Beyond labelling: How Europe can save the two-state solution

DISCLAIMER: All opinions in this column reflect the views of the author(s), not of EURACTIV Media network.

Israel's security boundary, demarcating the Occupied Palestinian Territories from Israel, and its settlement areas. Bethlehem, 2011. [libertinus/Flickr]

The EU Foreign Affairs Council last month reaffirmed its policy of differentiating between products made in Israel, and those produced in settlements. By so doing, it upheld the principle underpinning in its labeling guidelines of November 2015, writes Mousa Jiryis.

Mousa Jiryis is a Policy Member of Al-Shabaka: The Palestinian Policy Network.

The guidelines provide EU consumers with the information they need to make a conscious individual decision not to buy settlement products marketed in the EU.

Clearly, however, the EU’s labeling policy is not forceful enough to incentivize Israel to think about quitting the Occupied Palestinian Territories (OPT). It is far too puny to change “the cost/benefit calculations of Israelis towards the status quo”, which is what is needed, as noted in a 2015 report by the European Council on Foreign Relations.

If the EU intended to pick this row with Israel in order to advance the two-state solution, it has failed miserably. Indeed, given the mudslinging by Israel and its US allies against the European diplomats who supported this measure, the Europeans have sold themselves short: they might as well have picked the fight over something more substantial.

Europe needs to do more, and soon, if it still believes in the two-state solution. It needs to first face reality and, second, to act on that recognition vis-à-vis Israel itself.

The fact is that the government of Israel is the prime mover behind the occupation and the settlement project in the OPT. If the EU is still committed to bringing about a two-state solution, then it needs stronger measures not just against the settlements (the physical manifestation of occupation), but also against the instigators of occupation, i.e. the Israeli government. The EU Foreign Affairs Council concluded that its stated policy “does not constitute a boycott of Israel which the EU strongly opposes.” But if the EU does not intend to boycott the real power behind the settlement project doesn’t this render its role in conflict resolution toothless and inadequate?

Settlement as government policy

EU diplomats must face the facts: Settlement policy is the government of Israel’s policy. A 2014 report by the Adva Center pointed out that “in the last 20 years, the number of settlers in the territories soared by 240%, in contrast to a 60% increase in the overall Israeli population”. These were, of course, the two decades since the signing of the Oslo Peace Accords. In the 2015-16 state budget Israel continues to make extensive allocations to settlements in the OPT. Furthermore, as detailed in a Peace Now investigation in December 2015, there is irrevocable evidence that the Israeli government directly funds pro-settler organisations.
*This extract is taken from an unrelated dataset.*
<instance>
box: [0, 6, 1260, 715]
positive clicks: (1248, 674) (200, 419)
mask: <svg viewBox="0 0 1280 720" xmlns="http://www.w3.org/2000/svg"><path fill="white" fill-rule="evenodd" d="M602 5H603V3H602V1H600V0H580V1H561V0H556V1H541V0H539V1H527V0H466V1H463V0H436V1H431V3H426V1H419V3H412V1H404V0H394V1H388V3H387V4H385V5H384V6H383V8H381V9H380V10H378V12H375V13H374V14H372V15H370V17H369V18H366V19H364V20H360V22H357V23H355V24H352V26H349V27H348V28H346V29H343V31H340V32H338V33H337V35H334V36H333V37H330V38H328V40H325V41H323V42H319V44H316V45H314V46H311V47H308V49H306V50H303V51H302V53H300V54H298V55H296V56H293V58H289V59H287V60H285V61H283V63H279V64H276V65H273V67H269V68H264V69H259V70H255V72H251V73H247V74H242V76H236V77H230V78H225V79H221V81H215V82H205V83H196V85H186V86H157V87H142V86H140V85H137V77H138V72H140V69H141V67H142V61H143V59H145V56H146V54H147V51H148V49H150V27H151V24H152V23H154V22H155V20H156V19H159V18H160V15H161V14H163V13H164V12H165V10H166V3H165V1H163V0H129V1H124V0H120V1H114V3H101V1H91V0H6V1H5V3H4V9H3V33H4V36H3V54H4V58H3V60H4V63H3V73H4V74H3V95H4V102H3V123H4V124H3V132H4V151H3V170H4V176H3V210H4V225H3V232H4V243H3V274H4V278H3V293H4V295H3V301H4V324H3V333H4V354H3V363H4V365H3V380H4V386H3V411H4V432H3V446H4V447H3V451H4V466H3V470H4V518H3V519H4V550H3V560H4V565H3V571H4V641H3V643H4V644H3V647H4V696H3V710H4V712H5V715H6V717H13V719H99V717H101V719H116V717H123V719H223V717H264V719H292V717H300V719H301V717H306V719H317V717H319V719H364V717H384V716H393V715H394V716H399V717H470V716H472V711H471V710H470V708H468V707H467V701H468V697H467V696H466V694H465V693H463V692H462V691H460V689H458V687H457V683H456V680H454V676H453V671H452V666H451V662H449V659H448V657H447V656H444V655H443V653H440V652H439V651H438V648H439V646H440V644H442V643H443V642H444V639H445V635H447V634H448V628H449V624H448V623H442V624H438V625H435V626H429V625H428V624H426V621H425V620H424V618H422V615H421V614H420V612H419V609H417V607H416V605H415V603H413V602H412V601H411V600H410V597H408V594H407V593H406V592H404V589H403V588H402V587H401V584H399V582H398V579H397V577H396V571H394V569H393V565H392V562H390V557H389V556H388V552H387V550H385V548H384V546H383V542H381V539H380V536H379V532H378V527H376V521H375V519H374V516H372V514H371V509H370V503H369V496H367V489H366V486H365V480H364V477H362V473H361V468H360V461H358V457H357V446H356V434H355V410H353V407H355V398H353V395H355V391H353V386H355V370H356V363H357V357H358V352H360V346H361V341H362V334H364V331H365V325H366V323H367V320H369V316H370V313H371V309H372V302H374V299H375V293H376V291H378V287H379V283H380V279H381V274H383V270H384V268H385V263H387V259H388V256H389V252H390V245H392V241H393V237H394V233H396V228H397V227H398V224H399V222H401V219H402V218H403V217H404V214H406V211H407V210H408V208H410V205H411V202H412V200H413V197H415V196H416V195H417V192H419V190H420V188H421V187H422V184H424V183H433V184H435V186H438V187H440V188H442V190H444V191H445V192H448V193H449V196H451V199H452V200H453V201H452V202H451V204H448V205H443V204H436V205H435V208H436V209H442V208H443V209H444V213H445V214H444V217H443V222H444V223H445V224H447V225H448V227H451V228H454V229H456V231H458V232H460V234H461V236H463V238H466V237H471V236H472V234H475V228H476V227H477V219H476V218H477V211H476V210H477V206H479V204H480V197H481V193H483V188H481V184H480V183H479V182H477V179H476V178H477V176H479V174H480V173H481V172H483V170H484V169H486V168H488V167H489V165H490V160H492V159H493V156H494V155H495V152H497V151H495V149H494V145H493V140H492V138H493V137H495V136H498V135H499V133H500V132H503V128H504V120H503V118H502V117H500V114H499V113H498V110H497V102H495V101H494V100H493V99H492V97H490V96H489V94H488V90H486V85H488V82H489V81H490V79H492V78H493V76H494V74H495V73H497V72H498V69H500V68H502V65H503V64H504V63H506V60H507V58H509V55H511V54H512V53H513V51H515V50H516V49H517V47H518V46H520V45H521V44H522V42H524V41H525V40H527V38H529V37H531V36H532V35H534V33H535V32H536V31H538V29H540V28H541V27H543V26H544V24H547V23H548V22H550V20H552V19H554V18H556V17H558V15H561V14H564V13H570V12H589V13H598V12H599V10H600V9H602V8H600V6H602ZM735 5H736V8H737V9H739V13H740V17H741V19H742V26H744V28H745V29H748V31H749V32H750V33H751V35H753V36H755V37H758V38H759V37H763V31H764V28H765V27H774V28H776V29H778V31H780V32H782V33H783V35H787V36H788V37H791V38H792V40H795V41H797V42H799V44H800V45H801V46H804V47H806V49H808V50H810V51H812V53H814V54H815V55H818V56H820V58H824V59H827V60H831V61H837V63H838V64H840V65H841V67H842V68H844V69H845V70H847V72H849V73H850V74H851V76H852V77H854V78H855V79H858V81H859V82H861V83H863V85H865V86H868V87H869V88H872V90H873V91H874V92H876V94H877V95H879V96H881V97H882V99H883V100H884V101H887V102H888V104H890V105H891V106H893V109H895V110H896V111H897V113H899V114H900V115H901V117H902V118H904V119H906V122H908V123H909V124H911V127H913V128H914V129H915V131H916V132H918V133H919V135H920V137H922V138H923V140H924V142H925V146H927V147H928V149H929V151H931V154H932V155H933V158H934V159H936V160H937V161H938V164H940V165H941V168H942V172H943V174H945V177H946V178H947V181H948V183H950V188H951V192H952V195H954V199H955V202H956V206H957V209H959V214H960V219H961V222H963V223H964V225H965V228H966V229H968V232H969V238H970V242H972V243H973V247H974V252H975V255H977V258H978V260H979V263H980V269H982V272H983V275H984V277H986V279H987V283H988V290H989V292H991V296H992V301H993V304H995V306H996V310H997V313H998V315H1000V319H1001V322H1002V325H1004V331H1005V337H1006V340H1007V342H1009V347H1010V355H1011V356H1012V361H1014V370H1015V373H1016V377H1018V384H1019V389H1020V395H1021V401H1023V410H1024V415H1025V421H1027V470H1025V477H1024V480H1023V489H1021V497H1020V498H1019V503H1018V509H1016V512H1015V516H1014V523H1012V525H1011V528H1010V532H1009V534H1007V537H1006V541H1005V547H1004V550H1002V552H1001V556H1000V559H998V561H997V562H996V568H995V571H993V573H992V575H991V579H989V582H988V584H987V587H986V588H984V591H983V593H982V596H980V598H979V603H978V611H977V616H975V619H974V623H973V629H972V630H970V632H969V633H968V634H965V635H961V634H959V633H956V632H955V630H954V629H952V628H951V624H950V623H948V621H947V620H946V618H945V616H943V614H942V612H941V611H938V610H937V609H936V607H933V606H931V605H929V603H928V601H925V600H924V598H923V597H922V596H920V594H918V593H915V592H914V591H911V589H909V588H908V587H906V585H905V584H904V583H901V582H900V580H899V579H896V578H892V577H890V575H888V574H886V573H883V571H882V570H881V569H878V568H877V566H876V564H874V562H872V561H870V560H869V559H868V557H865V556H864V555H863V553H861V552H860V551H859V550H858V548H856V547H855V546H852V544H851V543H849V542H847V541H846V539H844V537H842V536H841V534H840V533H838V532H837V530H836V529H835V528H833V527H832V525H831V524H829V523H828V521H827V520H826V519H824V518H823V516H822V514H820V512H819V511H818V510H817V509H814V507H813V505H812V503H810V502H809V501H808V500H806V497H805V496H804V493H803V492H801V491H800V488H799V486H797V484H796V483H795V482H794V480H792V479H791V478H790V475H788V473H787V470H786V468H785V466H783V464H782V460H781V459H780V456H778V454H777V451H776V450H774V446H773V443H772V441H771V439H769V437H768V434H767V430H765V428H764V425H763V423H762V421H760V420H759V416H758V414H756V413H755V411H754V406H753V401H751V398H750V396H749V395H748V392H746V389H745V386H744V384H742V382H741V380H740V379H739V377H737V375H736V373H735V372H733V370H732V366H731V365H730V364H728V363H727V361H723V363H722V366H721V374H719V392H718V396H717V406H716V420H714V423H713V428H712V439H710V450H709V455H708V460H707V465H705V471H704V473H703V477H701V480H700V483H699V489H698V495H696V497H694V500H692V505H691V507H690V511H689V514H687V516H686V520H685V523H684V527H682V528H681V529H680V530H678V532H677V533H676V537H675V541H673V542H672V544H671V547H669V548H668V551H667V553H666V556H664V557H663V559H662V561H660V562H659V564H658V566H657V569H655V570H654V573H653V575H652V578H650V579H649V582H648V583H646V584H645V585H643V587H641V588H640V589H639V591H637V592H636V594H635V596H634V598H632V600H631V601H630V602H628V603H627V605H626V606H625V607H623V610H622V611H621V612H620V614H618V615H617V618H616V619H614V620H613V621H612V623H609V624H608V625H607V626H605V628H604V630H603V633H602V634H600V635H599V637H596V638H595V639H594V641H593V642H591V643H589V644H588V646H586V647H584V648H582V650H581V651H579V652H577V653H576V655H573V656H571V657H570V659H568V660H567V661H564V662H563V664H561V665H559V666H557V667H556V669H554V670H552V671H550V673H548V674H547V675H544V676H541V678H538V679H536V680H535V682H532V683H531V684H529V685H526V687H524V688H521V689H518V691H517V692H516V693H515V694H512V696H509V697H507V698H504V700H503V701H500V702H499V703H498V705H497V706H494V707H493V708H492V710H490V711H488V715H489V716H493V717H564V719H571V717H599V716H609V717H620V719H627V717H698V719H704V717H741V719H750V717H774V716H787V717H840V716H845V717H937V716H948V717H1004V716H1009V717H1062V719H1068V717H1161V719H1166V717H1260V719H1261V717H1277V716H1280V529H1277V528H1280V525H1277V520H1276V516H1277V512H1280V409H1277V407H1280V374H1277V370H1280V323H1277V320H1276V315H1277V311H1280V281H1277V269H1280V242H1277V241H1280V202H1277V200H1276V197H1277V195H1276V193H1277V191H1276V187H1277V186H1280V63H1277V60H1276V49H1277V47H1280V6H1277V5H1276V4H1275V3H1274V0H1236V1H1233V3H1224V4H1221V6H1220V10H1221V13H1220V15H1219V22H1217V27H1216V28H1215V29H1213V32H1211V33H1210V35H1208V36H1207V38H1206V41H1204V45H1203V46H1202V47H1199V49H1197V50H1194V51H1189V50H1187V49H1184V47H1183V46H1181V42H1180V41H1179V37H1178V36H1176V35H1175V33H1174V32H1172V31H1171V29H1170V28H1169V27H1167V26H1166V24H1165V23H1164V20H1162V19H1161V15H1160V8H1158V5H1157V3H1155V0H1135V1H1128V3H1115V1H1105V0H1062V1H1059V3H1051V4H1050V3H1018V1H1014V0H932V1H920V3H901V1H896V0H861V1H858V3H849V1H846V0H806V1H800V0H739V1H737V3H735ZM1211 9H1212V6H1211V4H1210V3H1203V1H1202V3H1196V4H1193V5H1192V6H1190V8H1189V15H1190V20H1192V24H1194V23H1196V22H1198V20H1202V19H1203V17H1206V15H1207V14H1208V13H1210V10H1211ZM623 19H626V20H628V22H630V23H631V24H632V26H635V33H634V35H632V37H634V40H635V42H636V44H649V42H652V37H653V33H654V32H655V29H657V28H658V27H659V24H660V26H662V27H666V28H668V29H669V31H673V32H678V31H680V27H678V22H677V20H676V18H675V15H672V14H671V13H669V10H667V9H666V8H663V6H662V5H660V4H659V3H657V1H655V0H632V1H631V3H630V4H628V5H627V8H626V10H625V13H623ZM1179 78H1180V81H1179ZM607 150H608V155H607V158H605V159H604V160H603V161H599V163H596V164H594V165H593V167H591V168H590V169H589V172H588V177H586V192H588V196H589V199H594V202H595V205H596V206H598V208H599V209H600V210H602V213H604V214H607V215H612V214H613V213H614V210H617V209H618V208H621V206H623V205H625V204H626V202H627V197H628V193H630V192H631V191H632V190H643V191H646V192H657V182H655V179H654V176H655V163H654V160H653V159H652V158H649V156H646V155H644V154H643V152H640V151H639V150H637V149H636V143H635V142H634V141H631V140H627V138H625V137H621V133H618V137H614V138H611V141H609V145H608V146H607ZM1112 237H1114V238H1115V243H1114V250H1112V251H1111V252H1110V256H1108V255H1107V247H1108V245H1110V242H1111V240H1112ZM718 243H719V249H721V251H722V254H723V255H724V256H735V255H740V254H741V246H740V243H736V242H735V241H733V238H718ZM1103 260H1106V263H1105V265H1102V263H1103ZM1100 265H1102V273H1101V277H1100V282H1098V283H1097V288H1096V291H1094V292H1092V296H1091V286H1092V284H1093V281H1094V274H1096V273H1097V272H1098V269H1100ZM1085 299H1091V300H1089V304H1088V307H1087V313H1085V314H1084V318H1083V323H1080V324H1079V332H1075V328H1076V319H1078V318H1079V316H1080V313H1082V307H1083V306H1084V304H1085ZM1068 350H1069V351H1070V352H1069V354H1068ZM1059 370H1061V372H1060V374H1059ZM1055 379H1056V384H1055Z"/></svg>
In short, if Europe really intends to incentivise Israel to end its settlement project, then it will have to do the exact opposite of what it said at the last EU Foreign Affairs Council meeting and embrace boycott as a basis for its conflict-resolution strategy. If Europe’s stated aim is to advance the two-state solution by withdrawing its support of illegal Israeli occupation and settlement-building, then it will have to boycott pro-settler Israel.

The government of Israel, its military occupation forces, the Israel Electric Corporation, Israel Railways, Israel’s National Water Company, the municipality of Jerusalem and the National Transport Infrastructure Company all play a vital role in ensuring that settlements continue to thrive in the OPT. This list is by no means exhaustive.

The settlements rely on these entities to exist. If the EU does not boycott these entities, then its policies are simply ineffective. It should be noted that boycotting these organizations does not amount to a boycott of the totality of Israel. The EU can unapologetically state that it no longer intends to do business with the settlements and with the entities that play a role in supporting the settlement enterprise, but that it will not boycott Israel.

In short, Europe should stop procrastinating and recognise the obvious: sanctions are required now. Indeed, EU ministers did warn of “further action” if additional steps further “undermined a two-state solution But why not take further action now in the face of the compelling evidence that Israel plans exactly that?

Perhaps the EU is hoping that the US will relieve them of the burden of action. However, there is little hope that the US will take action against Israel’s settlement project, thus allowing Europe to continue procrastinating.

As I recently argued with my colleague Sam Bahour, the time is at hand for European leadership to bring a just and lasting solution to this tragic and longstanding conflict. The labeling requirement will have little impact on Israel’s settlement policy. The EU must start to implement a policy of boycott and sanctions of Israel’s settlement policy and infrastructure. And it must start now.